Public School Councils Announce Elections
The Department of Education (DOE) has begun the nomination process for the 2007 Community and Citywide Education Councils (CECs) elections, announced Schools Chancellor Joel I. Klein.
The 32 CECs, successors to the now defunct Community School Boards, along with the Citywide Council on High Schools and the Citywide Council on Special Education, ensure that parents have a hands-on role in the education system, according to Klein.
"Our parent leaders are critical partners in ensuring the success of our schools," said Chancellor Klein. "They provide leadership for their communities and advise me on major policy questions. Their insight into challenges facing our public schools has been invaluable to me and to school leadership teams. Their work with elected officials has helped secure additional resources for schools in their districts."

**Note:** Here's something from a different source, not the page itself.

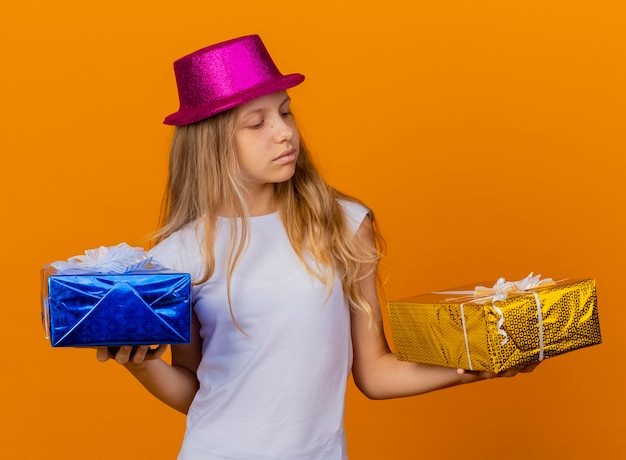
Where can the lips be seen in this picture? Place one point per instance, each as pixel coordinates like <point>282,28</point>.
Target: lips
<point>286,157</point>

Council members represent parents and the general public in their districts and play a key role in advising school communities on important policy issues. All councils hold monthly public meetings, sponsor forums on pertinent educational issues, and review the DOE's annual capital plan in order to make recommendations on spending priorities.
CECs help to evaluate their community superintendents and approve zoning changes in their districts.
The Citywide Council on High Schools must also submit an annual report on the state of the city's high schools. Similarly, the Citywide Council on Special Education is responsible for preparing a yearly report reviewing special education services citywide and outlining improvement recommendations.
All parents of New York City public school children are eligible for a two-year term on their local CEC or one of the two citywide councils. Each CEC consists of nine elected parents, two Borough President appointees, and one non-voting high school senior who lives in the district.
The Citywide Council on High Schools includes ten parents and one high school student. Nine parents of students receiving special education services in District 75, two Public Advocate appointees, and one non-voting high school senior in District 75 make up the Citywide Council on Special Education.
The councils' 2007-2009 term begins July 1, 2007. Officers of parent and parent-teacher associations vote in May. Parents can obtain an application, which is due March 9, 2007, by contacting their Parent Coordinator or visiting the councils' website at www.schools.nyc.gov/councils . More information is available by calling 311 or the councils' hotline at 1-800-850-6443.